We are "serious" about terrorism in the skies but this kind of behavior the criminal justice system in Western Culture (maybe for the exception of Singapore) just shrugs and doesn't consider it dangerous. (Ditto BTW drunk driving).
Should be ten years in prison and a permanent No Fly List. The word would get around the lowlife crowd that you FA in the skies you FO.
Zombie virus outbreak.
Z are coming.
Airline ought never go to Dallas , which is tense with country music and pick-up trucks . Better to go to Tahiti in the first place where one can relax . The only good thing Dallas ever had was Braniff .
are you okay?
The two-bob watch comment sent me! It's only something I've heard from old people living out in the country, so to hear a city-based younger FA use it was hilarious - QF's commitment to all things 'Australiana' knows no bounds ;)
The simple solution to mitigate these incidents is to ban the offenders for at least a decade from flying ANY airline. Period.
I wondered the same thing about the man in the white button down shirt, if he was in business he'd likely have been in PJs by that point of the flight but in economy it seems odd to be so dressed up. I have never heard any mention of air marshals on Qantas flights before but he did seem very comfortable trying to restrain him so maybe he was? Looong trip for everyone but they handled it really well.

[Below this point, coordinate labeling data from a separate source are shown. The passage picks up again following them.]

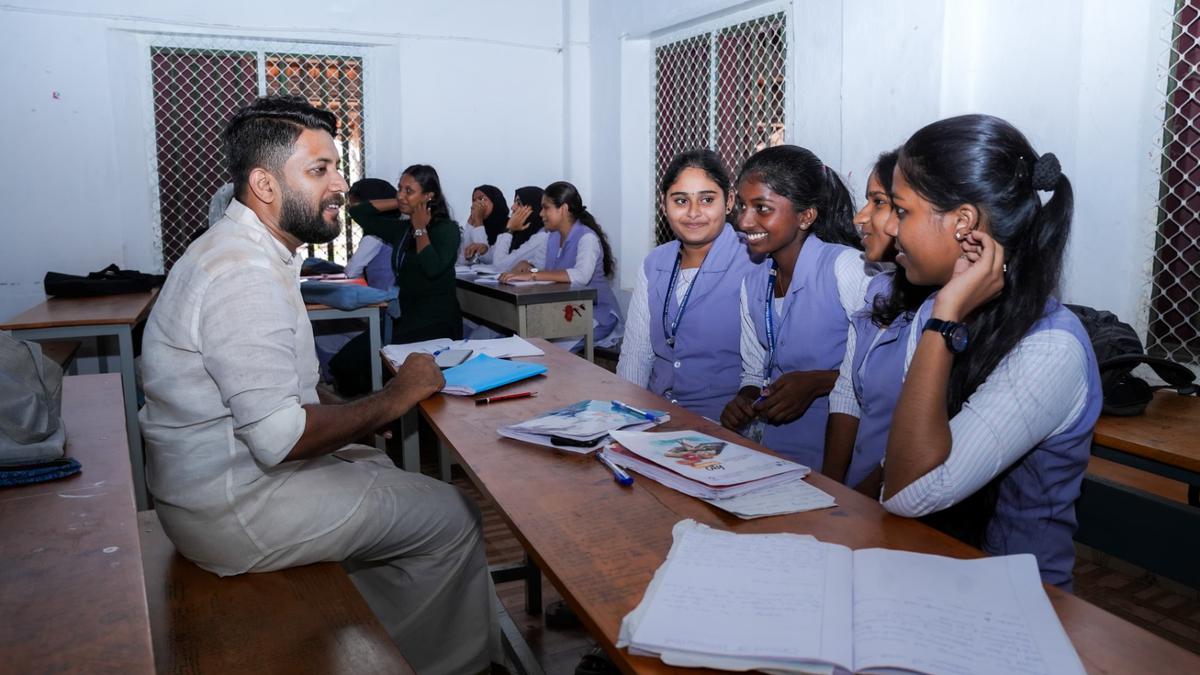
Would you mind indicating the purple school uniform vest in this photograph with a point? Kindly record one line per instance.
(877, 374)
(607, 312)
(1036, 507)
(702, 371)
(810, 334)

Yep, a somewhat common Australian saying, especially amongst the older generations.
In the article Ben, reports: “You’re carrying on like a bloody two-bob watch” and goes on to say “OMG, that is a really good line — is this widely used Australian slang?”
Well Ben, having served in support of Australian SF, back in the day, the wording was a little different. Before the WOKE brigade took over humour, the saying was: “You are acting like a cheap Japanese watch”.
No offence to any Japanese personnel...
In the article Ben, reports: “You’re carrying on like a bloody two-bob watch” and goes on to say “OMG, that is a really good line — is this widely used Australian slang?”
Well Ben, having served in support of Australian SF, back in the day, the wording was a little different. Before the WOKE brigade took over humour, the saying was: “You are acting like a cheap Japanese watch”.
No offence to any Japanese personnel intended. Is that good enough for a ‘get out of jail’ card these days? …. :-)
So sorry JB, the previous post was supposed to be standalone and not in response to your own …. apologies.
I have lived in Australia for 50 years and never once heard someone use the “cheap Japanese watch” phrase.
Yeah, yeah… don’t bite people… *yawn*
Tahiti or Dallas… hmm… I’mm’a stay in Tahiti.